HEALTH: Despite rising food costs, some still go for organic Thanksgiving

Preparing a traditional Thanksgiving feast for a slew of family and friends will mean shelling out extra dough this year, with a typical meal costing 13 percent more than last year, according to a national survey. For the growing number of people with organic shopping lists, the total will be even higher.

The Organic Trade Association found that 78 percent of U.S. families say they purchase at least some organic foods. Based on prices at Whole Foods Market in Annapolis, those hoping to whip up an organic Thanksgiving spread will pay more than $104.

That’s nearly 65 percent more than the same non-organic meal for 10, as surveyed by the American Farm Bureau Federation.

In light of higher food prices this year, will people stay true to their organic favorites even if it means stretching their budget? Some organic shoppers say definitely, yes.
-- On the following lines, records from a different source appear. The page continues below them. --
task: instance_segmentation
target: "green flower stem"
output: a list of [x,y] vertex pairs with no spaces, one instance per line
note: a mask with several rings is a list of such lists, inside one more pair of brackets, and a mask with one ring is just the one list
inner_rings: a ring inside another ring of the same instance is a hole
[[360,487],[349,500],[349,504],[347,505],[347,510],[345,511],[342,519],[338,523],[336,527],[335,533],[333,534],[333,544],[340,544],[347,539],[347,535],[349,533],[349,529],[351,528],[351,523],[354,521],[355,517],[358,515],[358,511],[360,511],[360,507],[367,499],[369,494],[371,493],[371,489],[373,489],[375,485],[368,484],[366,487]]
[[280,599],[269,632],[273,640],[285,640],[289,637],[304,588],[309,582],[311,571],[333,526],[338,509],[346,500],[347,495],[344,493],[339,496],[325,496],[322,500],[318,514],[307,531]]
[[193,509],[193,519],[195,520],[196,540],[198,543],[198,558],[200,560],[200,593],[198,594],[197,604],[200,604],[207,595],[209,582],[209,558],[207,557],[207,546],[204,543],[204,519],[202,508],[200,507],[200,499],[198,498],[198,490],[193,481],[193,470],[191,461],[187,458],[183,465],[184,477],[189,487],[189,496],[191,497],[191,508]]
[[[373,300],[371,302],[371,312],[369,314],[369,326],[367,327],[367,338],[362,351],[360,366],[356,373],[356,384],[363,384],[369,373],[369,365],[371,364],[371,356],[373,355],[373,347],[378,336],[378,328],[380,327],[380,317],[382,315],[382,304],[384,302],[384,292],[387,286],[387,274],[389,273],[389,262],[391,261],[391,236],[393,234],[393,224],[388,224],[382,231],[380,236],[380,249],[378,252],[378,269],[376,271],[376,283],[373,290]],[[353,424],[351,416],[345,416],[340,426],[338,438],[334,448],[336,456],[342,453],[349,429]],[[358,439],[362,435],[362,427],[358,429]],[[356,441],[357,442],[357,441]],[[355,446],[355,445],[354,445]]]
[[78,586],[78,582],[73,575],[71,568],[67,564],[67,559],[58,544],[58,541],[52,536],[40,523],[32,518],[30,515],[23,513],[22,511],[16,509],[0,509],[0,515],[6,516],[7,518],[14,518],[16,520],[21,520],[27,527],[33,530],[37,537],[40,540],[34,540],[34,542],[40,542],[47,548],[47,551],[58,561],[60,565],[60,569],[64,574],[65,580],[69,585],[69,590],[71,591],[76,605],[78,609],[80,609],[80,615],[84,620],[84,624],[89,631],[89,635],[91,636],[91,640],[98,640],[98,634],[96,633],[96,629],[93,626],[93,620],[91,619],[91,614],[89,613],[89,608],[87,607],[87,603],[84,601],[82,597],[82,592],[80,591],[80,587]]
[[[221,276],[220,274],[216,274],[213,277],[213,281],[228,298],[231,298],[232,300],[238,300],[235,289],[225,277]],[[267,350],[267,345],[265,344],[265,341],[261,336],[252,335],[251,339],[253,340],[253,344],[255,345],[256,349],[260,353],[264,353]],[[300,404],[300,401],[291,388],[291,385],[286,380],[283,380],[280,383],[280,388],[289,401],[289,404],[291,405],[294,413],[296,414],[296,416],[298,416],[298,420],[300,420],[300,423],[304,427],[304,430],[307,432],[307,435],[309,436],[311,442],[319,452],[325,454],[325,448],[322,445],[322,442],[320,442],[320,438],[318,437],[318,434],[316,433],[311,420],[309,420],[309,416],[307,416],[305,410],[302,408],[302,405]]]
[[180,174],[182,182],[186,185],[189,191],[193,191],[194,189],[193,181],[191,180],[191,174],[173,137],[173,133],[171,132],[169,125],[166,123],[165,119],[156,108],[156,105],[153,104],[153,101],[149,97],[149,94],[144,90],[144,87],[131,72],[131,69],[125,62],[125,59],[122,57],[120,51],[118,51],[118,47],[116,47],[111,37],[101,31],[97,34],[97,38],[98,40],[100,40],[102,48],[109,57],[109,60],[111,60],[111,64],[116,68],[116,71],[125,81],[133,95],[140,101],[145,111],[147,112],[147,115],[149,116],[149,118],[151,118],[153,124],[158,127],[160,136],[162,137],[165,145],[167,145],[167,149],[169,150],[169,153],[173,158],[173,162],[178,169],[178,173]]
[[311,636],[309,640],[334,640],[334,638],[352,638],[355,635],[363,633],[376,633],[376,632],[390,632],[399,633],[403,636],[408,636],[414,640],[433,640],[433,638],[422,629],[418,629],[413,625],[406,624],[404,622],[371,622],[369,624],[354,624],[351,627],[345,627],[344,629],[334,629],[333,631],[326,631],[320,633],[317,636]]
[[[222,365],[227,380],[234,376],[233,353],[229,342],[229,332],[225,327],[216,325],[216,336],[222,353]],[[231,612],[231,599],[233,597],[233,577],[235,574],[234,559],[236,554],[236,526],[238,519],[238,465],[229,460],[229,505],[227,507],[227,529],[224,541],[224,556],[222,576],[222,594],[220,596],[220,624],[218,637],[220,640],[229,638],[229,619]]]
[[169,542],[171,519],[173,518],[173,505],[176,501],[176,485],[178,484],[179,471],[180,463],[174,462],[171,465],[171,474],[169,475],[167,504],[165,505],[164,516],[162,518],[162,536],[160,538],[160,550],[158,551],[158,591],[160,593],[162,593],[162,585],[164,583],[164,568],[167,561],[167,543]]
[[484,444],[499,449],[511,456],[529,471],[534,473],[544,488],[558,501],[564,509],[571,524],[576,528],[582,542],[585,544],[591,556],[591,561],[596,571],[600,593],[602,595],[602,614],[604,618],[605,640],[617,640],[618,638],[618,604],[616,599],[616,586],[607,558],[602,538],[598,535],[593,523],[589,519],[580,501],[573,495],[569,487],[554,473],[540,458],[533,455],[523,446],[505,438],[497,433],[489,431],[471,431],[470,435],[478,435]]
“It’s not just important for personal health, but it’s important to think about the farmers who grow the food and the sustainability of the land,” said Lila Turner, of Dickerson, who frequents the Mom’s Organic Market in Frederick.

Nearly half of parents surveyed by the Organic Trade Association said their strongest motivator for purchasing organic products is that they are “healthier for me and my children.”

“I don’t care about paying extra for organic food,” said Jennifer Newman, who works at the Mom’s Organic Market in College Park. “There is no price on my health, on my kids’ health. I work it into my budget.”

In 2010, the production of organic items became a $29 billion a year industry, an increase of more than 700 percent in the last five years.

Findings from a national study by the Hartman Group, a consumer consulting company, indicate that the percentage of consumers purchasing organic products has remained stable since 2006, despite increased food prices, suggesting that organic really is worth the extra cash in the eyes of many consumers.

The cost of food — both organic and non-organic — is high this year, relative to other products, due to a steady increase in global food demand as well as high energy costs.

The annual price survey, conducted by the American Farm Bureau Federation, tracks the cost of traditional Thanksgiving items, including turkey, stuffing, veggies, cranberries and pumpkin pie. The results of the 2011 survey revealed the price of feeding basic, non-organic Thanksgiving staples to a family of 10 rings up to $49.20, around $5 per person.

Take inflation into account, and the price of Thanksgiving meals over the last 25 years appears to remain relatively stable. The inflation-adjusted cost for 1986 is $26.22. This year, the inflation-adjusted cost is less, at $21.91.

But Senior Economist John Anderson, of the American Farm Bureau Federation, said this view can be misleading.

“It’s not surprising that when you deflate, it’s not that different,” Anderson said. “But I would be careful of making too much out of that.”

He explained that the inflation-adjusted data simply shows the cost of the meal relative to other things in the economy. In other words, the price of food has increased but the cost of everything else has too.

Michael Klein owns Good Fortune Farm, a small-scale, diversified farm in Brandywine that produces organic vegetables and all natural poultry. This year he has grown 60 all natural turkeys fed with 100 percent vegetarian feed, free of animal by-products or antibiotics.

Klein’s turkeys are not organic because they are not given organic feed, which can cost upwards of three times as much as non-organic feeds. But he believes his all natural birds are much better than most commercially produced birds.

“The turkeys that I produce are much better tasting and a lot safer,” Klein said. “I think the quality and the content of the food is much better.”

Klein said that despite rising food costs, there is a strong market for organic and all natural products.

“Just like people want to pay more for a good bottle of wine, a good pair of shoes, the same principle applies to poultry and produce,” he said.

Anderson, the economist, predicts the steady increase in food costs will soon plateau.

“We’re starting to see these increases in food prices slow down,” Anderson said. “As we get into 2012, prices should level out because the supply side is starting to catch up.”

Stabilized food costs would bring welcome relief to already strained wallets and perhaps something new to be thankful for this holiday.